Truth and Consequences

So, Chilcot. At last.
I believe completely that Blair believed he was doing the right thing. That he still believes it (because the mind will go to extraordinary lengths to protect you from the truth if the truth is something you could not live with). I have no doubt that he believes he ‘agonises’, that he ‘thinks about the lives lost’. I don’t think he was pursuing a conscious imperialist crusade or a conscious legacy-maker.
However, none of that actually matters. Chilcot seems to imply (I haven’t read the 2.5m words, so this may change) that he deliberately exaggerated the evidence, knowing that what was there was not sufficient. Whether he did it because he believed it was necessary to remove Saddam or because he wanted the oil doesn’t matter. He still misled a country to get them to agree to a war which was unnecessary.
The chaotic crucible of horror that Iraq turned into as the invasion progressed, and after we threw up our hands and wandered off, was not ‘unforeseeable’. Even I remember thinking that it was a recipe for disaster, but Chilcot details the ways in which the threats were made explicitly and comprehensively, so the excuse that they didn’t know what was going to happen is also nonsensical.
And then there is Blair’s speech today. ‘The world is a better and safer place’. He did ‘the right thing’.
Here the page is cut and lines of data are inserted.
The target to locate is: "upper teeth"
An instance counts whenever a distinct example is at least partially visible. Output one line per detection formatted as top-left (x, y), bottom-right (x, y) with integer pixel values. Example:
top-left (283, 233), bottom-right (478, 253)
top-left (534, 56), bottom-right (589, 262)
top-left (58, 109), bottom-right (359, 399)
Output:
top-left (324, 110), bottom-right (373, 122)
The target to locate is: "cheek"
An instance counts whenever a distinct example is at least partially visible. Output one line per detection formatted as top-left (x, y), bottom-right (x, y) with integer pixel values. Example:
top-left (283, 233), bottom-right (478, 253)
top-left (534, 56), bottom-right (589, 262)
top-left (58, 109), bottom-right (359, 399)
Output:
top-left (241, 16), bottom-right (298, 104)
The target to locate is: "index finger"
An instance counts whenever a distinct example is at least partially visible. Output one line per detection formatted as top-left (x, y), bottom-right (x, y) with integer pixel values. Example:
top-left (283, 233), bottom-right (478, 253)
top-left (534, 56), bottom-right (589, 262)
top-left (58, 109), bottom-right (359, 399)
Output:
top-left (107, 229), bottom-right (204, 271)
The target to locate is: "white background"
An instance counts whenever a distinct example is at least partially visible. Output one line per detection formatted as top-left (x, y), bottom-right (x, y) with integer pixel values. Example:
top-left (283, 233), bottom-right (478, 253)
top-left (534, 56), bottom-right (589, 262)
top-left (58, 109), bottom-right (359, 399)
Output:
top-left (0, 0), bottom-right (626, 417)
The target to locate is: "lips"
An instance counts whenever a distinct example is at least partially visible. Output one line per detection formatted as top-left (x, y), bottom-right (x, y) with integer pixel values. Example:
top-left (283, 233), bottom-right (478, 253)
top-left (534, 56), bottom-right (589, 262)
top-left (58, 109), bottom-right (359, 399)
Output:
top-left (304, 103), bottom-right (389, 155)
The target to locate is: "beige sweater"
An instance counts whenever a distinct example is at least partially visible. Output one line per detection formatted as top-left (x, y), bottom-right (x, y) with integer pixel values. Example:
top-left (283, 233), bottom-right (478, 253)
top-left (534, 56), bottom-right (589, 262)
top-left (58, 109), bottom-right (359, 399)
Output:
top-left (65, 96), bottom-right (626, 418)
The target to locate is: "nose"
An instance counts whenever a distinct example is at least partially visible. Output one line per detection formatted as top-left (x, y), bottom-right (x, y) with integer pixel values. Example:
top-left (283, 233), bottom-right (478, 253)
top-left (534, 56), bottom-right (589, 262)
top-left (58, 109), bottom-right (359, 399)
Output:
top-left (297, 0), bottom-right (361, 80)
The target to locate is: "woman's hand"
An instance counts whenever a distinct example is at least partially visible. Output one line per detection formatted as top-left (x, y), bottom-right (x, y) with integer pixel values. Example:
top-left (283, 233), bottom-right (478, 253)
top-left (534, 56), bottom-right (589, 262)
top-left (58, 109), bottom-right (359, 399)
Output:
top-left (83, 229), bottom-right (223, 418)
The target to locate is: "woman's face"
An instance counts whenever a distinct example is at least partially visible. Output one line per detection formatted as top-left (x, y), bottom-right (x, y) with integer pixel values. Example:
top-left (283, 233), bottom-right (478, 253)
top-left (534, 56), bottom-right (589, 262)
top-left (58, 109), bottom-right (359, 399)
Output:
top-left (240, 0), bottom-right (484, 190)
I cannot imagine what the weight of truth on a mind trying to believe it is a good person, that it didn’t kill hundreds of thousands of people for no reason, must be like. The kind of cognitive dissonance a mind has to try to resolve to avoid seeing the ocean of blood and grief and horror you are responsible for must make it crack. He *has* to believe that he did the right thing, because to acknowledge otherwise would be to start screaming and never stop. I cannot imagine that weight, and I don’t want to, because I don’t care.
He believed he knew better than everyone else – than the experts in the region, the rule of law, the rules of evidence and the grave responsibility it is to commit a country to war. He believed that the rules were breakable for a higher purpose and that is a choice people in charge sometimes have to make, and then, most of the time, they will see that the rules were there for a reason. Those rules are borne out of centuries of war and bloodshed and a desperate desire to not have the world descend into that mire again. They won’t always be right, but the cost of violating them and being wrong about it is never paid for by the likes of Blair. It is always paid by the poorest and the most desperate people in the world. By tiny, broken bodies and their weeping parents. By families incinerated in an instant. By countries taken completely by wild-eyed murderers and rapists.
Blair can say he’s sad, and he may be telling the truth, but it doesn’t matter. Justice isn’t done, and the dead can’t be brought back.